CV formatting issues are everywhere. Tiny fonts, weird colors, broken formatting when you open it. Always test your CV on a different computer or send it to a friend first. What looks good on your screen might look terrible on theirs. Keep it simple and clean.
Email subject lines are huge. People send stuff with "Application" or "CV" or no subject at all. HR gets hundreds of emails a day. A clear subject like "Marketing Manager Application - Ahmed Ali" helps you stand out and makes it easy to find later.
Spelling mistakes are instant rejection for a lot of HR people. I know English isn't everyone's first language, but basic mistakes look careless. Use spell check. Even better, have someone else read it before you send. Friends catch stuff you miss.

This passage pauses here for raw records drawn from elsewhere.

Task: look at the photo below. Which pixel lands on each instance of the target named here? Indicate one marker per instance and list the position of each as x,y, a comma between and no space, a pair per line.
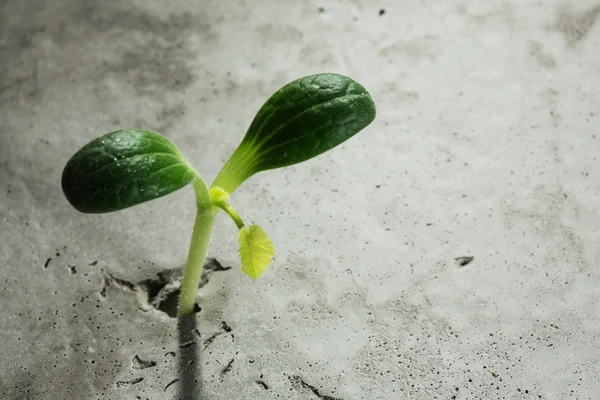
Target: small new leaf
122,169
256,250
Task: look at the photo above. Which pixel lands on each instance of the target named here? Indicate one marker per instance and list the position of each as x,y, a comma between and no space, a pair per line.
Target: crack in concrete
300,385
262,384
138,363
224,328
127,384
174,381
227,368
162,291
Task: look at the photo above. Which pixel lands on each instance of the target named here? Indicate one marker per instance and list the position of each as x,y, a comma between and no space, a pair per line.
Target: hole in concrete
162,291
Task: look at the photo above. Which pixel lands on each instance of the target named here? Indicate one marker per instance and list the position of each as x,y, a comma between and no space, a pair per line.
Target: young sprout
305,118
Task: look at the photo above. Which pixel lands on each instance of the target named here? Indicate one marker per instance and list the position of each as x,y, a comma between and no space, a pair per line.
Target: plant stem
205,218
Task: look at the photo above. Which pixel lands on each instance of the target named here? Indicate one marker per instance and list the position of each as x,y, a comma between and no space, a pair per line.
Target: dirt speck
464,260
574,26
138,363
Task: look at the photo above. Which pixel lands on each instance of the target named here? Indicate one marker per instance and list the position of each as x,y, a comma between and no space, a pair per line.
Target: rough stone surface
486,145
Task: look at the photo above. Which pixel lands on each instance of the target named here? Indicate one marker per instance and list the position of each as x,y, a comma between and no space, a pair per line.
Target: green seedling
121,169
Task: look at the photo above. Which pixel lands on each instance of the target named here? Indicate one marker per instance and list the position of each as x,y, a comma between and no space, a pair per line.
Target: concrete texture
485,146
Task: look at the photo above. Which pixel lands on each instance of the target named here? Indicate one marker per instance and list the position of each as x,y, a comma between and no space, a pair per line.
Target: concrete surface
485,145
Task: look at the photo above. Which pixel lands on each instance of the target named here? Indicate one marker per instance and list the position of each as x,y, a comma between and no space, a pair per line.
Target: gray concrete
486,145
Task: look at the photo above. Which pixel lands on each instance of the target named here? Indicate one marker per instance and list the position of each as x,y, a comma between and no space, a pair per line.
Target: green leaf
305,118
122,169
256,250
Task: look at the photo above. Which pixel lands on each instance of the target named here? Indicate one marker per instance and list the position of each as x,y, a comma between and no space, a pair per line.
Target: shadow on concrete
190,374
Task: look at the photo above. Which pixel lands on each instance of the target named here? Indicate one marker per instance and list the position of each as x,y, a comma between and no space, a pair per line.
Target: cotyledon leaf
122,169
256,250
305,118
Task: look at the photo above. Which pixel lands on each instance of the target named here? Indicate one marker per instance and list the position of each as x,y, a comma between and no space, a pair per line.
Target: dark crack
301,386
138,363
463,261
224,328
161,292
262,384
126,384
227,368
174,381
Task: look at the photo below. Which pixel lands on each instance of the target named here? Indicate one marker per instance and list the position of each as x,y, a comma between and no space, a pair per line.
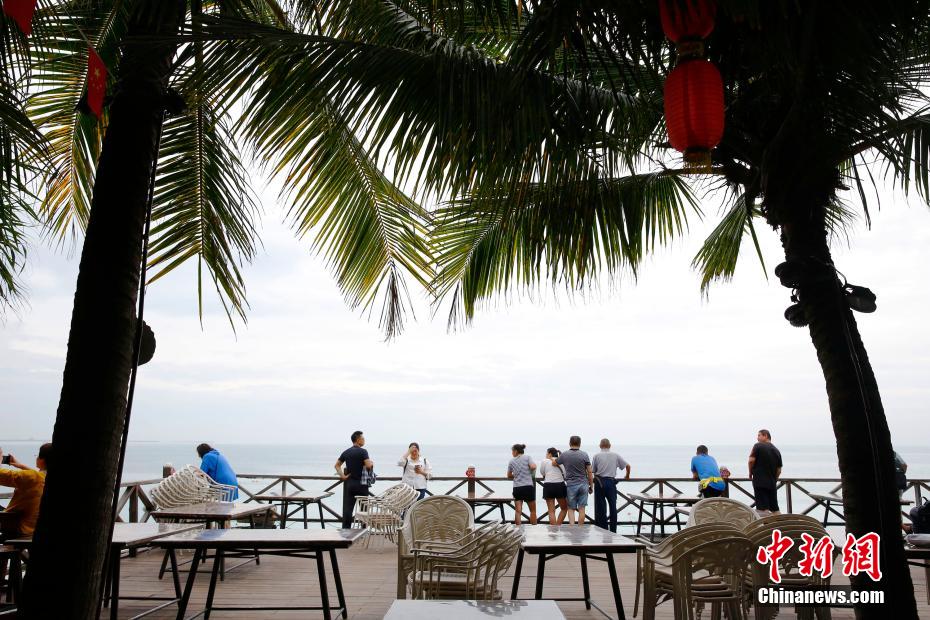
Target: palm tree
97,178
543,123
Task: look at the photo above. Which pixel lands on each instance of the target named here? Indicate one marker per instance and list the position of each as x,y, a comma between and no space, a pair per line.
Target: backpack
920,518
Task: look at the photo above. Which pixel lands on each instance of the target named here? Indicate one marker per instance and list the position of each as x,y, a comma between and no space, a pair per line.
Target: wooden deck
369,577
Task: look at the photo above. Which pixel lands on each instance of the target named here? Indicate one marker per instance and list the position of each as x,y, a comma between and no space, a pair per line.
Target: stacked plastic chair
698,565
792,526
436,519
722,510
190,486
384,514
468,568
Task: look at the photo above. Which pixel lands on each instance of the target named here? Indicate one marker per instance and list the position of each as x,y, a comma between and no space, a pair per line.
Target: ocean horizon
144,459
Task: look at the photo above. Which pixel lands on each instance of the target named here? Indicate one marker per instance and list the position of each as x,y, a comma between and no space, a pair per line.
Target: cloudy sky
649,362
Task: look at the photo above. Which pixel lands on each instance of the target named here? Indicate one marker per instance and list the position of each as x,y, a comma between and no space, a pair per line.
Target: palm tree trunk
863,441
70,540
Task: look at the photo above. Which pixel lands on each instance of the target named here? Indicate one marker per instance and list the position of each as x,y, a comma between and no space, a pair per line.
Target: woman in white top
554,489
417,469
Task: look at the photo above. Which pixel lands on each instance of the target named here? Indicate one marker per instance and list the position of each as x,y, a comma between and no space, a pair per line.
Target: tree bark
71,537
863,441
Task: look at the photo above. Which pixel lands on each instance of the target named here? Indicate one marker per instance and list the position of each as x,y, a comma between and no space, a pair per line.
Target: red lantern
694,109
684,20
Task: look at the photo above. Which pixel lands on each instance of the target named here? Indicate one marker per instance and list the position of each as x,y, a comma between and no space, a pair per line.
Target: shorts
554,490
577,495
766,499
525,493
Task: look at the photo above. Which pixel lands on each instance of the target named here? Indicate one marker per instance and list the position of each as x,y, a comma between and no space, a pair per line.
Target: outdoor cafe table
491,502
301,498
310,544
588,542
657,511
214,514
465,610
827,499
919,556
132,536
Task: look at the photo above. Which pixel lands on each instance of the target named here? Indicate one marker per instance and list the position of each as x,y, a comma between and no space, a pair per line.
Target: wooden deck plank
369,577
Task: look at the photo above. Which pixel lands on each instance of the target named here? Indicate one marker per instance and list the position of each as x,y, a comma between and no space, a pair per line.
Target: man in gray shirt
578,478
606,464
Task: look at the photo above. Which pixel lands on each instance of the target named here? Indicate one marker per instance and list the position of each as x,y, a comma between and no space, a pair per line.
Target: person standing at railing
522,470
705,470
22,512
554,490
605,466
355,460
764,470
218,468
579,480
416,469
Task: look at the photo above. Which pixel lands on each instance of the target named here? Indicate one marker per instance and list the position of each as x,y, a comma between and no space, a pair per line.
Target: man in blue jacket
217,467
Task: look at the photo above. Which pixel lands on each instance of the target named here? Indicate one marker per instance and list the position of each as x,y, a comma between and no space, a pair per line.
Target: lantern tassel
698,160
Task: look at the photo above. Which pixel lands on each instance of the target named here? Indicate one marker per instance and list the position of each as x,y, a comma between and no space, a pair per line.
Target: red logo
860,555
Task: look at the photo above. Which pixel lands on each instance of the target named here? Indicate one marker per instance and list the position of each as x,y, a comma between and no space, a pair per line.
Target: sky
649,362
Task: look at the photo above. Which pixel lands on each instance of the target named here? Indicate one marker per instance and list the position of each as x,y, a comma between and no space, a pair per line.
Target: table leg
174,573
652,528
258,560
114,581
338,579
540,575
324,590
189,586
584,581
217,562
107,585
164,565
615,585
516,575
16,577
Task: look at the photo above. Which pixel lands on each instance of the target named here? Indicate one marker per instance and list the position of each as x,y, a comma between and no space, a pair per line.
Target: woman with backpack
417,469
522,470
554,489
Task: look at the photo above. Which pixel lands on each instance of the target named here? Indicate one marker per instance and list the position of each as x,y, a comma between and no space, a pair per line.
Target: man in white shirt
605,465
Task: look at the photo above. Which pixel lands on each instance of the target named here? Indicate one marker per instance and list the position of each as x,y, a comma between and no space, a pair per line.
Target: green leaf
204,206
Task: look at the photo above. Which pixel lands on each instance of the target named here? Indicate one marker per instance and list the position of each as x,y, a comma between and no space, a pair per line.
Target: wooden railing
135,505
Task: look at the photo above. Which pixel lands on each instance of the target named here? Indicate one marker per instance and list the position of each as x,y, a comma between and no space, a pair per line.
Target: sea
144,459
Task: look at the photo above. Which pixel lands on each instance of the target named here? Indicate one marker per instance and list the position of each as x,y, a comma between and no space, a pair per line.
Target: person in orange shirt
20,516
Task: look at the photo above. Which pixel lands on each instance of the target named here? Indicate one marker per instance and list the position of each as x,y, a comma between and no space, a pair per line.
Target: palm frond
369,231
566,234
716,260
204,206
449,118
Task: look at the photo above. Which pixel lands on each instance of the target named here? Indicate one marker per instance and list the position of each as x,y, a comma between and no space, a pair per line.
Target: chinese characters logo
860,555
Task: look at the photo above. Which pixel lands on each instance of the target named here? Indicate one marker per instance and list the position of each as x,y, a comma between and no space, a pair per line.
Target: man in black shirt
764,470
355,459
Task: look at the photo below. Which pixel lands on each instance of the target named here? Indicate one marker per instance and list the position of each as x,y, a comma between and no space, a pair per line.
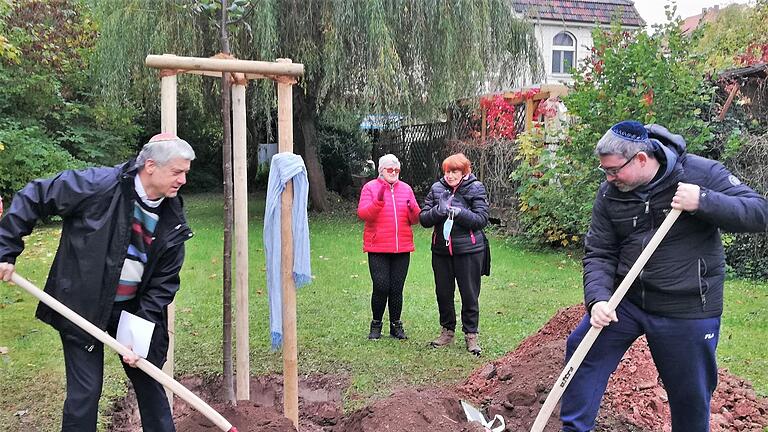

People apply to wrong jobs all the time. Senior positions when they're clearly entry level, IT jobs when they did marketing. Wastes everyone's time. Read the job description. If it needs 5 years experience and you have 1, don't apply unless you're amazing. Focus on stuff that matches your level.
Generic applications are obvious. Sending the exact same CV and cover letter to 20 companies? HR can tell. Take 10 minutes to customize it. Mention the company name. Highlight skills that match that specific job. Small effort, big difference.
Follow-up timing is tricky. Some people never follow up, others do it too much. Sweet spot is 5-7 days after applying. Send a short, polite email asking about status. Don't spam them or call constantly - that's annoying and hurts your chances.
Be real about response rates. Even with a perfect application, you might only hear back from 10-20% of companies. That's normal. Don't take it personally. Keep applying, keep improving, and eventually you'll get responses. It's about persistence plus quality.